Hi, all. I wonder if anyone knows why this may have been used for? It is excess to my requirements, and I might be able to move it on gumtree etc, if only I knew it’s intended use. Or perhaps it is better sent to the scrap metal man? It transforms 240 volt to 115, about 2900 watt I think. It would suit American tools etc in Australia, although its outlet (I think) is an Aussie type plug.
I guess it came from the telecommunications industry.
Thanks, Murray.

AWA Line Compensation Unit
AWA Line Compensation Unit
AWA Line Compensation Unit


 
 Return to top of page · Post #: 2 · Written at 3:55:43 PM on 13 May 2018.
Marcc's avatar
 Location: Wangaratta, VIC
 Member since 21 February 2009
 Member #: 438
 Postcount: 4342

There is quite a bit of 110-115V equipment about. Make sure its a transformer & not an "auto-transformer. I have one of both. One can be used for isolation, auto transformer: No.

Marketable, don't know Tag & Test rules for second hand goods apply in Qld (If they have them?).


 
 Return to top of page · Post #: 3 · Written at 5:54:36 PM on 13 May 2018.
GTC's avatar
 GTC
 Location: Sydney, NSW
 Member since 28 January 2011
 Member #: 823
 Postcount: 6012

It would suit American tools etc in Australia

Not if they require 60Hz mains frequency (ours is 50Hz).


 
 Return to top of page · Post #: 4 · Written at 8:15:32 PM on 13 May 2018.
Muzzery's Gravatar
 Location: Maleny, QLD
 Member since 28 February 2018
 Member #: 2218
 Postcount: 95

Good point, I didn’t consider it being 50Hz. I will need to look harder, but it seems to have varying voltage “taps” coming off the winding, this might suggest auto transformer? Is this similar to a variac in principle?


 
 Return to top of page · Post #: 5 · Written at 8:26:21 PM on 13 May 2018.
Brad's avatar
 Administrator
 Location: Greenwich, NSW
 Member since 15 November 2005
 Member #: 1
 Postcount: 6349

Isolation transformers can have tappings too. The only way to find out is to put an ohm meter across one of the primary terminals and one of the secondary terminals. If there is continuity then it is not an isolation transformer.

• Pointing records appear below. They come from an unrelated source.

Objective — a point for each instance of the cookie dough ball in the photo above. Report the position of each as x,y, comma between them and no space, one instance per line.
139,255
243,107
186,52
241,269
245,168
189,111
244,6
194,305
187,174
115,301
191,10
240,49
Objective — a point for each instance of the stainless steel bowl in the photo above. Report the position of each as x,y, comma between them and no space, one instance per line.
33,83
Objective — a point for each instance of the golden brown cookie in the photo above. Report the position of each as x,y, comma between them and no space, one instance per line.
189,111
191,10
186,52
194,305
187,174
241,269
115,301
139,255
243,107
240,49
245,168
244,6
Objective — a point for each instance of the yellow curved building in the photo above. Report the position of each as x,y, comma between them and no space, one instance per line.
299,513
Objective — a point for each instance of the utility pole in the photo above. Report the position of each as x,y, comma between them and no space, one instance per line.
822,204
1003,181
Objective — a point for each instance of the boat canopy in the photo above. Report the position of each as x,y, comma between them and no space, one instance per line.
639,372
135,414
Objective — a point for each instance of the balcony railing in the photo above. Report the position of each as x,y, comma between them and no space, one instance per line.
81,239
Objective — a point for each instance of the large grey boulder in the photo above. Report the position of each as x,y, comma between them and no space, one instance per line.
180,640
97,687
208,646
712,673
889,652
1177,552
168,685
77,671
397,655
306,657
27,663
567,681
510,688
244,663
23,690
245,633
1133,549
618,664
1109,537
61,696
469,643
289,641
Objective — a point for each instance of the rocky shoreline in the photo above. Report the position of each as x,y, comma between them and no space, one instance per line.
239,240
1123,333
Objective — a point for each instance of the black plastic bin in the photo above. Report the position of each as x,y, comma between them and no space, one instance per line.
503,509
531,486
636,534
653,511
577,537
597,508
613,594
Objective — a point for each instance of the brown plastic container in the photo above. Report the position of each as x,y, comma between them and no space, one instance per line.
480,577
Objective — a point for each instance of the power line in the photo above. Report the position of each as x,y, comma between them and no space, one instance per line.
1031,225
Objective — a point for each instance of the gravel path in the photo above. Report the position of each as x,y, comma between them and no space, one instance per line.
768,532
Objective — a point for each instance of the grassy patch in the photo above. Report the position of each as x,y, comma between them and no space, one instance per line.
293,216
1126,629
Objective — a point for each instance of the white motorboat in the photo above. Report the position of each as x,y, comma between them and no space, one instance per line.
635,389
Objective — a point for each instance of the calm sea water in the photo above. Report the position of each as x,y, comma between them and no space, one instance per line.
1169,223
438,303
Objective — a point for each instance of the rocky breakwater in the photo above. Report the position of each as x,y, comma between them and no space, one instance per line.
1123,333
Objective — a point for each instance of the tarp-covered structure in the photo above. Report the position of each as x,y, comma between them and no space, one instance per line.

‾‾‾‾‾‾‾‾‾‾‾‾‾‾‾‾‾‾‾‾‾‾‾‾‾‾‾‾‾‾‾‾‾‾‾‾‾‾‾‾‾‾‾‾‾‾‾‾‾‾‾‾‾‾‾‾‾‾‾‾‾‾‾‾‾‾‾‾
A valve a day keeps the transistor away...

 
 Return to top of page · Post #: 6 · Written at 9:19:17 PM on 13 May 2018.
GTC's avatar
 GTC
 Location: Sydney, NSW
 Member since 28 January 2011
 Member #: 823
 Postcount: 6012

A good in-focus photo or two may help.


 
 Return to top of page · Post #: 7 · Written at 10:05:36 PM on 13 May 2018.
Marcc's avatar
 Location: Wangaratta, VIC
 Member since 21 February 2009
 Member #: 438
 Postcount: 4342

The ring tone in the old phones was 110VAC. So it is possible that it is like the transformer in the VCT Valve & Circuit tester, which has a switched set of tappings , that, with the aid of the meter, sets the operating voltage so that all tests are at the same voltage.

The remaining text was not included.